Acho que na música clássica existem vários elementos dramáticos que eu associo à música pop. Existem melodias que se repetem, chamadas, que, para mim, fazem parte do universo pop. Há compositores clássicos que eram os artistas pop na sua altura. O Mozart era o músico popular da altura dele. É irónico.
Reparaste que éramos as pessoas mais novas da sala?
Sim, sim.
E por que achas que é assim?
A música clássica não é fácil. É preciso estares com alguma predisposição para a ouvir. Tem regras muito específicas na sua estrutura, com mudanças de tempo e de acordes. Mas, ao mesmo tempo, acho que a malta jovem lhe devia dar mais oportunidades.
Enquanto músico, vias-te a ser acompanhado por uma orquestra?
Completamente. É um dos maiores sonhos que tenho.
És realizador e músico. Ouves cinema na música clássica?
Sim.

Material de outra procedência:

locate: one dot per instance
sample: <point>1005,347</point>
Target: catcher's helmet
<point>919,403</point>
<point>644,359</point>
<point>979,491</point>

E já a minha música é cinematográfica. Para mim, a música clássica é a mais próxima do cinema. Quando ouço música clássica, estou a ver os cenários, as personagens a dialogar. Para mim, é uma música muito imagética, como se fosse o cinema sem imagens. Se é que isso é possível…
Boa. Obrigada por teres aceitado o convite.